Das Landesarbeitsgericht hat auch festgestellt, dass sich die Mitarbeiterin kein Mitverschulden anlasten lassen müsse (also dass es ihr nicht zumutbar gewesen sei, den Schaden durch eigenes Verhalten zu verhindern):
Es könne nicht erwartet werden, dass eine Arbeitnehmern gegenüber ihrem Vorgesetzten verlange, ein zweites Auto zu nutzen. Dies wäre einem Hinweis der Angestellten gegenüber dem Geschäftsführer gleichgekommen, dass dieser seinen eigenen Gesundheitszustand nicht ausreichend beachte und nicht adäquat darauf reagiere. Ein solches Verhalten ist schwer vorstellbar und von der Mitarbeiterin, selbst wenn sie wie hier ein besonderes Interesse an der Einhaltung der Regelungen hatte, nicht zu verlangen.
Dieses Urteil ist sicherlich in der Sache richtig, dennoch bemerkenswert: Denn auch jetzt, nach Wegfall fast aller Quarantänemaßnahmen, können Mitarbeiter in Quarantäne geschickt werden. Entsteht ihnen dadurch ein Schaden, muss der Arbeitgeber damit rechnen, dass er in Anspruch genommen wird, wenn er kein ausreichendes betriebliches Hygienekonzept hatte.

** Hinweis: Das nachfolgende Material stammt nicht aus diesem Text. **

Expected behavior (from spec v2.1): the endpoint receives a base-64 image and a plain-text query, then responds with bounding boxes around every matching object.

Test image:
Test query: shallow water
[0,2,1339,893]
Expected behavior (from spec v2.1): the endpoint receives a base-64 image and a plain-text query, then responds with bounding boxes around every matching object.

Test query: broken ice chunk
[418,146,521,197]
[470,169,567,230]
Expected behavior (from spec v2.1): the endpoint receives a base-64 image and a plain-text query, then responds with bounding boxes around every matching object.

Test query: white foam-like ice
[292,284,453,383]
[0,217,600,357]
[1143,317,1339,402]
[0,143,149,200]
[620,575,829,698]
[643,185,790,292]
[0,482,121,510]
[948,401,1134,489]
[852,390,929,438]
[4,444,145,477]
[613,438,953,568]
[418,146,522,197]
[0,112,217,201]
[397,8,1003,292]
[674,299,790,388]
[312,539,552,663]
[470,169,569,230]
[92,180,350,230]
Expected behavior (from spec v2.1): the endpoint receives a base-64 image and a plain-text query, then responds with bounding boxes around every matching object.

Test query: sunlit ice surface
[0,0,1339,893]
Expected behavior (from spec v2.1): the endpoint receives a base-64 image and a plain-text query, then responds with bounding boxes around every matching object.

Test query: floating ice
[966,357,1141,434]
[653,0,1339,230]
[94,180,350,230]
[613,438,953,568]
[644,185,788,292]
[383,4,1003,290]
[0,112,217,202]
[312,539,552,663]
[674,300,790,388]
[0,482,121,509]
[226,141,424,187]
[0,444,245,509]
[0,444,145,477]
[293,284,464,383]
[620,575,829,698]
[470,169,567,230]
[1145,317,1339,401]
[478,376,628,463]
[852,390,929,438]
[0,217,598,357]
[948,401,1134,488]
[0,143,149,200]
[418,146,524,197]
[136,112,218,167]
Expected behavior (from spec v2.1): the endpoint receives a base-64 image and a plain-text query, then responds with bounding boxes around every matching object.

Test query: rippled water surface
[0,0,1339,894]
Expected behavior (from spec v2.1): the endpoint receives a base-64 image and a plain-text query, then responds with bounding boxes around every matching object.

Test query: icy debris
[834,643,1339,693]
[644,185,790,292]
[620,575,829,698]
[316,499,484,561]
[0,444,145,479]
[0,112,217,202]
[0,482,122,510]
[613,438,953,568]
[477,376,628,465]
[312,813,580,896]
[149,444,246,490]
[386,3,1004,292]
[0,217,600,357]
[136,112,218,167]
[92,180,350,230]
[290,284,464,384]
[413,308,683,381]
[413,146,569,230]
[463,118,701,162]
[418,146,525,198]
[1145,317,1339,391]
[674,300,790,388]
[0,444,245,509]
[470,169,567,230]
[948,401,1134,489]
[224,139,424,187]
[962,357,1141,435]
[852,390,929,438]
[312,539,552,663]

Aktuell ist die Rechtslage ja so, dass Arbeitgeber die Maßnahmen nicht mehr vordiktiert bekommen, sondern aufgrund einer Gefährdungsbeurteilung selbst entscheiden sollen, was sie tun. Nach heutigem Stand könnte aber die sich aus der speziellen Sars-CoV-2-Arbeitsschutzverordnung ergebende Pflicht zur Gefährdungsbeurteilung ab Anfang Mai wegfallen. Ob das Landesarbeitsgericht diese Entscheidung dann auch so treffen würde, kann man sicherlich mit einem kleinen Fragezeichen versehen – auf Nummer sicher geht der Betrieb aber, wenn er auch weiterhin ein Hygienekonzept vorhält. Es ergibt sich aus dem allgemeinen Arbeitsschutz auch weiterhin eine Pflicht zur Gefährdungsbeurteilung (siehe § 5 ArbSchG); aber werden die Gerichte künftig daraus die Pflicht zu konkreten Maßnahmen herleiten, die in den spezielleren Regelwerken aufgehoben wurden?
(Hinweis: Eine Gefährdungsbeurteilung muss der Arbeitgeber grundsätzlich immer vornehmen. Die Sars-CoV-2-Arbeitsschutzverordnung hatte bislang konkrete Maßnahmen vorgeschrieben, seit Mitte März “nur” noch eine Gefährdungsbeurteilung.)